10.3340/jkns.2012.52.1.27
- Author:
Jin Hoon PARK
1
;
Sang Ryong JEON
Author Information
1. Department of Neurological Surgery, Gangneung Asan Medical Center, University of Ulsan College of Medicine, Gangneung, Korea.
- Publication Type:Original Article
- Keywords:
Cervcial myelopathy;
Fusion rate;
Hydroxyapatite;
Laminoplasty;
Midline splitting;
Shape
- MeSH:
Animals;
Asian Continental Ancestry Group;
Durapatite;
Follow-Up Studies;
Humans;
Longitudinal Ligaments;
Lordosis;
Male;
Multivariate Analysis;
Orthopedics;
Spinal Cord Diseases
- From:Journal of Korean Neurosurgical Society
2012;52(1):27-31
- CountryRepublic of Korea
- Language:English
-
Abstract:
OBJECTIVE: Although hydroxyapatite (HA) spacer has been used for laminoplasty, there have been no reports on factors associated with fusion and on the effects of HA shape. METHODS: During January 2004 and January 2010, 45 patients with compressive cervical myelopathy underwent midline-splitting open door laminoplasty with winged (33 cases) and wingless (12 cases) HAs by a single surgeon. Minimal and mean follow up times were 12 and 28.1 months, respectively. Japanese Orthopedic Association (JOA) score was used for clinical outcome measurement. Cervical X-rays were taken preoperatively, immediately post-operatively, and after 3, 6, and 12 months and computed tomography scans were performed preoperatively, immediately post-operatively and after 12 months. Cervical lordosis, canal dimension, fusion between lamina and HA, and affecting factors of fusion were analyzed.
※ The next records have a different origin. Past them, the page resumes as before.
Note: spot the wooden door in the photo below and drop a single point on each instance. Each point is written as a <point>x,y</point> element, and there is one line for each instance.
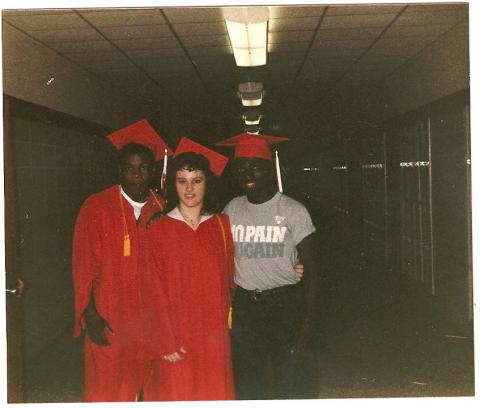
<point>14,283</point>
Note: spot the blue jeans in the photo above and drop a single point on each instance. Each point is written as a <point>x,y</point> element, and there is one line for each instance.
<point>263,333</point>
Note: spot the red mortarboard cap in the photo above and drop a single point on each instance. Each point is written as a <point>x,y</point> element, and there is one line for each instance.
<point>250,145</point>
<point>143,133</point>
<point>217,161</point>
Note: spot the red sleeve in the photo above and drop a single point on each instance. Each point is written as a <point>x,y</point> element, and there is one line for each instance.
<point>160,338</point>
<point>85,259</point>
<point>230,249</point>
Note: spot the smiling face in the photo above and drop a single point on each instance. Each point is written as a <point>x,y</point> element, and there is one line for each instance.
<point>136,172</point>
<point>255,177</point>
<point>191,187</point>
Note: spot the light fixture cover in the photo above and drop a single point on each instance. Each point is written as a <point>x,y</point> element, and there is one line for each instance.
<point>247,29</point>
<point>250,87</point>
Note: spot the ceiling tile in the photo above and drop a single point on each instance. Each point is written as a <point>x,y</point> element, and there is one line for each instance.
<point>349,33</point>
<point>82,46</point>
<point>358,21</point>
<point>185,71</point>
<point>289,36</point>
<point>383,59</point>
<point>149,53</point>
<point>332,53</point>
<point>279,58</point>
<point>171,63</point>
<point>227,60</point>
<point>111,55</point>
<point>426,18</point>
<point>50,21</point>
<point>293,24</point>
<point>390,52</point>
<point>210,51</point>
<point>403,42</point>
<point>147,43</point>
<point>363,9</point>
<point>31,12</point>
<point>295,11</point>
<point>144,31</point>
<point>206,41</point>
<point>108,64</point>
<point>190,29</point>
<point>76,34</point>
<point>415,31</point>
<point>298,47</point>
<point>193,14</point>
<point>342,45</point>
<point>123,17</point>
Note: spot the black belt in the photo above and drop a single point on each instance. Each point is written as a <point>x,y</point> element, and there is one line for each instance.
<point>259,295</point>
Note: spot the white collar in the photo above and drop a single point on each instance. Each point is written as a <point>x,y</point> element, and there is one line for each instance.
<point>177,215</point>
<point>132,202</point>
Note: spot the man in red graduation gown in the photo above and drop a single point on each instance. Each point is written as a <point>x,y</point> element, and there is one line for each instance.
<point>273,314</point>
<point>107,263</point>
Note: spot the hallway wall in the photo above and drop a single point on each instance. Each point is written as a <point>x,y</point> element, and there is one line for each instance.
<point>36,74</point>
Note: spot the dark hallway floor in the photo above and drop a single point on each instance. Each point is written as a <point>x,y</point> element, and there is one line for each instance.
<point>371,342</point>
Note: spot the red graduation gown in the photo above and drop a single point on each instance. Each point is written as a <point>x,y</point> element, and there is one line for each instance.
<point>116,372</point>
<point>197,274</point>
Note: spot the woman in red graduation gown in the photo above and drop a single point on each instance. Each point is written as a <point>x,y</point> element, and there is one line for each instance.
<point>191,254</point>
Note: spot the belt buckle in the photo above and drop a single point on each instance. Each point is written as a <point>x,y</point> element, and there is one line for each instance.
<point>257,294</point>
RESULTS: All surgeries were performed on 142 levels, 99 in the winged and 43 in the wingless HA groups. JOA scores of the winged group changed from 10.4+/-2.94 to 13.3+/-2.35 and scores of the wingless group changed from 10.8+/-2.87 to 13.8+/-3.05. There was no significant difference on lordotic and canal dimensional change between two groups. Post-operative 12 month fusion rate between lamina and HA was significantly lower in the winged group (18.2 vs. 48.8% p=0.001). Multivariate analysis showed that ossification of the posterior longitudinal ligament, male gender, and wingless type HA were significantly associated with fusion. CONCLUSION: Clinical outcome was similar in patients receiving winged and wingless HA, but the wingless type was associated with a higher rate of fusion between HA and lamina at 12 months post-operatively.